Banksy’s latest work is for George Floyd

The framed portrait of a black silhouette and a candle whose flame burns the American flag. That’s how Bansky, the mysterious English artist considered one of the greatest exponents of street art, decided to show his solidarity with the Black Lives Matter movement, during an international protest day for the murder of African American George Floyd.

“It’s not their problem.”

The artist published the work yesterday by the same artist on his Instagram profile with a message:

At first, I thought I should just shut up and listen to black people about this issue. But why would I do that? It’s not their problem. It’s mine. People of colour have being failed by the system. Like a broken pipe flooding the apartment of the people living downstairs. This faulty system is making their life a misery, but it’s not their job to fix it. They can’t; no one will let them in the apartment upstairs. This is a white problem. And if white people don’t fil it, someone will have to come upstairs and kick the door in.

The work, the latest in chronological order after the one depicting an anti-Covid superhero nurse, is a clear stance in favor of the movement born against the abuses of the police against African Americans. This adds to the positions of the American cultural institutions, appeared on the boards of their social profiles these last days. The MoMA on June 2 darkened his Facebook page in mourning until the declaration of the president of Princeton University Christopher L. Eisgruber on the importance of addressing the awareness that “the long legacy of racism in this nation continues to damage and destroy the lives of black people“.

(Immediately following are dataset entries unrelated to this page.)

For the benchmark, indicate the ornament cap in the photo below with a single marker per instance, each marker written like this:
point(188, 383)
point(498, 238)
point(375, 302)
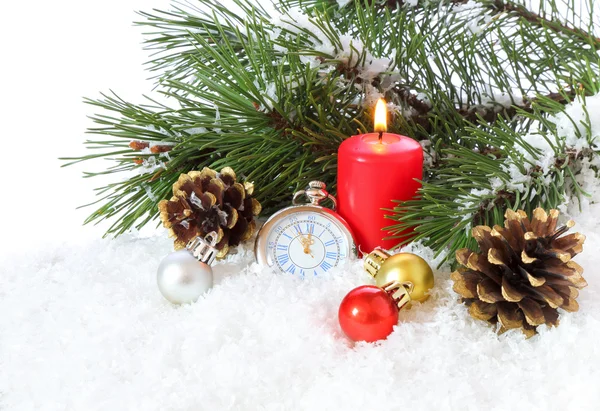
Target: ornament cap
point(373, 262)
point(400, 292)
point(203, 249)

The Art world for George Floyd

In the wake of the global events that are moving to the cry of Black Lives Matter, even the art world is reacting to the last breath of George Floyd. The street art is now more than ever an essential, useful communication channel. It is actually dusting off its original function. That of being able to speak to citizens through the use of roads, walls, windows.

From Germany to Syria, from Spain to the United States, from Belgium to Palestine. All over the world street art has paid homage to George Floyd, the forty-six-year-old man killed during a police detention last Monday, May 25 in Minneapolis.

The death of George Floyd in the hands of the police sparked a devastating wave of protest across the country. It also aroused the interest of urban artists around the world. The phrase #icantbreathe then became a hashtag and a cry of protest against police violence against African American citizens, which inexplicably continue to happen.